I detenuti Scatenati vanno a teatro

Riccardo Re

Un esortativo: «scaténati», un auspicio a lasciarsi andare, ad assaporare quella piena libertà di cui i detenuti non possono godere. O un aggettivo: «scatenàti», perché gli interpreti di questa commedia saranno privi di imbrigliature di alcun genere, senza maglie, recinzioni, per riuscire a esprimere e trasmettere le emozioni di uno spettacolo sicuramente particolare.
A ogni modo, a essere «Scatenati» saranno 14 detenuti della casa Circondariale di Marassi che dopo mesi di prove assaporeranno un po’ di libertà per interpretare uno spettacolo che andrà in scena venerdì 5 e sabato 6 al teatro Modena alle 21. Le scuole invece, potranno assistere allo spettacolo sabato 6 e lunedì 8 alle 11, sempre al teatro Modena. Detenuti che fanno parte del gruppo che ha partecipato a un corso di grafica organizzato dall’istituto scolastico Vittorio Emanuele-Ruffini. Da qui, come spiega il dirigente scolastico e responsabile del progetto Armando Fossati è nata l’idea di uno spettacolo «perché sia la grafica sia l’attività teatrale sono modi per esprimere se stessi». Un progetto difficile da realizzare, nato da materiale «grezzo», messo insieme con le confidenze, le storie che i detenuti sono riusciti a raccontare e scrivere nei primi mesi di prove. Storie personali, vissute in prima persona e che per questo offrono un qualcosa in più, di più autentico allo spettacolo. Un teatro detto «riabilitativo», parola che fa arrabbiare il regista Sandro Baldacci, che è convinto come questo spettacolo abbia raggiunto «la vera originaria dimensione teatrale che oggi è diventata un po’ troppo borghese», per così dire radical chic.
Si è parlato anche di un «laboratorio integrato», perché oltre ai detenuti ci saranno quattro giovani attori, studenti del corso di Laurea in Dams dell’università di Genova. Tra i più emozionati e orgogliosi erano proprio loro, i quattro ragazzi: Emanuele Morandi, Victor Mella, Sara Cuccu ed Erika Barfaldi che confessano come i detenuti, chi più chi meno, si siano aperti, sfogati e abbiano raccontato anche a loro le loro personali disavventure, i propri crimini, aprendosi a quella cultura delle diversità che veniva integrata a valori nuovi, promotori di una crescita culturale sia per i detenuti sia per tutti gli spettatori.

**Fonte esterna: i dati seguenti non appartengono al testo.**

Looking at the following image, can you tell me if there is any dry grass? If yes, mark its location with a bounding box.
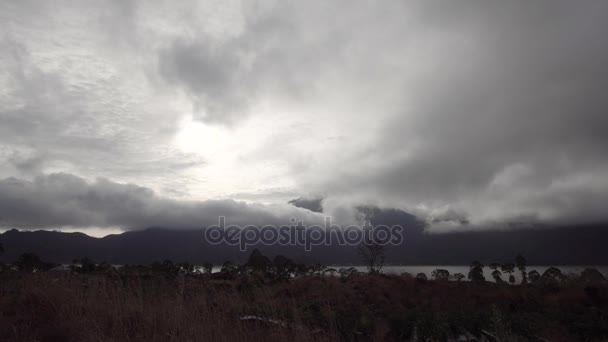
[0,272,608,342]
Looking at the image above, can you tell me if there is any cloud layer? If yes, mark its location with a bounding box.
[0,0,608,230]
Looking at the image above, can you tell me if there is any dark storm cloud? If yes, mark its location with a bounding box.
[0,173,322,229]
[288,1,608,230]
[0,0,608,229]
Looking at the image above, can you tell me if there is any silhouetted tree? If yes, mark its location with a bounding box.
[500,263,515,284]
[416,272,428,281]
[13,253,54,273]
[469,260,486,283]
[528,270,540,284]
[431,268,450,280]
[450,273,465,282]
[540,267,566,285]
[245,248,271,272]
[338,267,359,279]
[492,269,505,284]
[359,241,386,273]
[515,254,528,284]
[272,254,295,280]
[203,262,213,274]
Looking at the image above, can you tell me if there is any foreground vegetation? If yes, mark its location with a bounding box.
[0,251,608,341]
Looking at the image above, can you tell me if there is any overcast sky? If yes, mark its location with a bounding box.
[0,0,608,234]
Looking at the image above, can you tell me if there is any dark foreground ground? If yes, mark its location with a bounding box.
[0,270,608,341]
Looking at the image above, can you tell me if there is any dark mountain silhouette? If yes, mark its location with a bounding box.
[0,207,608,265]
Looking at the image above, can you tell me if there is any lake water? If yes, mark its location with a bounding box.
[213,265,608,282]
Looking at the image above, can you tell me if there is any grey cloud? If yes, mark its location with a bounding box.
[288,1,608,230]
[0,173,323,230]
[0,0,608,229]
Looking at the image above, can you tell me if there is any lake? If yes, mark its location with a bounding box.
[213,265,608,282]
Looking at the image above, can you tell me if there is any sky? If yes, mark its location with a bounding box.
[0,0,608,236]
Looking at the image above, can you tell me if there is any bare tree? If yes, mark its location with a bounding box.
[359,241,386,273]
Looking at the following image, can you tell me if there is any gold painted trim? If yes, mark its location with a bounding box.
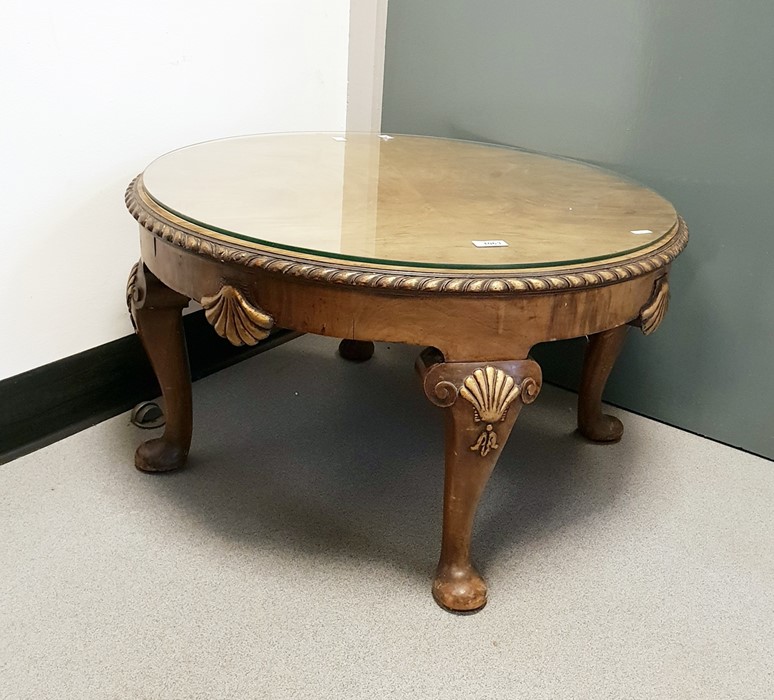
[126,175,688,294]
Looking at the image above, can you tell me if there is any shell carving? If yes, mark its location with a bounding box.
[460,367,520,423]
[201,285,274,345]
[460,367,521,457]
[640,277,669,335]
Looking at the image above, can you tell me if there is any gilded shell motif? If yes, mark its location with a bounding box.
[201,285,274,345]
[460,367,521,423]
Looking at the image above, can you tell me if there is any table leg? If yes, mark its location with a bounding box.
[339,338,374,362]
[418,353,541,612]
[127,261,193,472]
[578,326,629,442]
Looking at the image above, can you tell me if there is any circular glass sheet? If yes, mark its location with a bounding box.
[143,133,677,269]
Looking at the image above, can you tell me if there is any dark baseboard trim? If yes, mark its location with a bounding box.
[0,311,301,464]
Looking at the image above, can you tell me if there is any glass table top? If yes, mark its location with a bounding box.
[143,133,677,269]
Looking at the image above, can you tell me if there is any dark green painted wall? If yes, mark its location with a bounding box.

Di crescita culturale ha parlato anche Salvatore Mazzeo, direttore del carcere di Marassi e l’altro indispensabile responsabile del progetto. Mazzei infatti ha spiegato come questa esperienza sia servita ai detenuti per «trovare valori positivi e per favorire una stimolante convivenza civile». Anche per questo, il direttore del carcere ha anticipato il progetto di un’apertura di un teatro «stabile» all’interno delle mura carcerarie, in cui in un futuro - non si sa quanto lontano - il pubblico potrà entrare direttamente nelle carceri avvicinando così il mondo esterno a quello carcerario «che non dovrebbero mai rimanere staccati l’uno dall’altro».
Le difficoltà pratiche sono state ovviamente numerose. I detenuti rei di ogni genere di crimine non sempre hanno beneficiato di tutti i permessi e uno di loro per esempio non potrà prendere parte allo spettacolo. Ma anche dal punto di vista artistico non è stato facile visto che da ottobre a oggi, a causa di trasferimenti e permessi revocati e uscite dal carcere non si è riusciti a lavorare sempre con lo stesso nucleo di persone. Uno spettacolo che vedrà protagonista anche la musica, elemento distensivo, capace di favorire l’esplosione dei sentimenti degli interpreti. Una storia ambientata in una nave, metafora «della condizione carceraria ma al contempo occasione di libertà», di un mondo che si vede attraverso gli oblò ma di cui ci sente ancora protagonisti. Un viaggio in avanti, verso il futuro.

Di questo viaggio farà parte anche una bambina di 10 anni, che in questi mesi è entrata tra le mura del carcere per provare assieme ai detenuti e gli studenti, portando una fondamentale energia, capace di spingere il gruppo verso un futuro in cui è un po’ più facile sperare.